One of the common reasons why employees fail to fulfill a company’s demands is because they do not have the right onboarding to begin with. As an HR manager, ask yourself this: do you educate new employees to the company’s culture and practices, or do you trust them to find it out on their own? Do you inform them who to communicate with if they have questions, or do you provide them a procedure to follow if they are unsure what to do? Onboarding process is the chance for new employees to learn as much as possible, so that they can do their job well, and if you do not give them enough time or training during this phase, they may get lost as time goes by. Make sure you have a proper onboarding phase in place and if you already do, but your employees are still underperforming, then proceed to the next step.
Employees might know what is expected of them, but lack the skills to do the job. In that case, the company needs to provide employees with the right tools as well as skills, both soft skills and technical skills. If the company does not have the time or budget to provide such training, make sure you do a thorough job up front to match a person’s skills and abilities to the demands of the job. This is also the same as tools; if your employees are using their own gadget, which lack the capacity to deliver their job on time, maybe it is time to evaluate your company policy about providing necessary tools and gadgets. However, if they are already given the proper gadget, but are personally lacking in skills from time to time, you can proceed to consider terminating them.
Many managers find it difficult to tell their employees how they can improve. However, without proper, detailed feedback on what is and is not working, progress is nearly impossible. How would you know what to change? Employees require precise behavior-based feedback to enhance their performance, and it is the employer’s responsibility to deliver it. Before rushing into the decision of terminating employees, review the quality of your behavior-based performance feedback. Providing training to help an employee improve is doable, but when an employee has completely “checked out”, there might be nothing left to fix. Even the best training can’t repair an unmotivated, disengaged employee. Thus, before cutting them loose, determine if the problem is related to motivation and find out if this is a fixable situation.
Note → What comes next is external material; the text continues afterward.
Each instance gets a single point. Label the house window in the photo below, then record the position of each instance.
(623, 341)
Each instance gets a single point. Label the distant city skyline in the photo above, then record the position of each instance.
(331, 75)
Leaders should stay informed and reachable throughout a process or project. That is not to argue that leaders should hover over their people, but they must be present. If they are not always supervising, they should be in touch periodically so that their employees may ask questions, seek assistance, and get the help they need to keep their project on track. HR managers, on the other hand, should also conduct routine check-ups on employees to see the effectiveness of their job performance in general. Without such direction, the employee may be condemned to failure. Furthermore, if you do not have or do not have any legal termination law in your company policy yet, create one now and communicate it to the whole company. HR is responsible for making employees aware of their work ethic and workplace behavior.
Sometimes, the reason why your employees fail to perform well may root from the employer’s side instead of the employees’ themselves. This is why reflecting upon your company practices is mandatory before deciding to lay off employees that you deem incompetent. This will prevent you from having to consider further termination later on. Getting the right talent is difficult, and keeping them is much more challenging. So, before you fire your committed employee, make sure you give them enough room to be in the “right” capacity.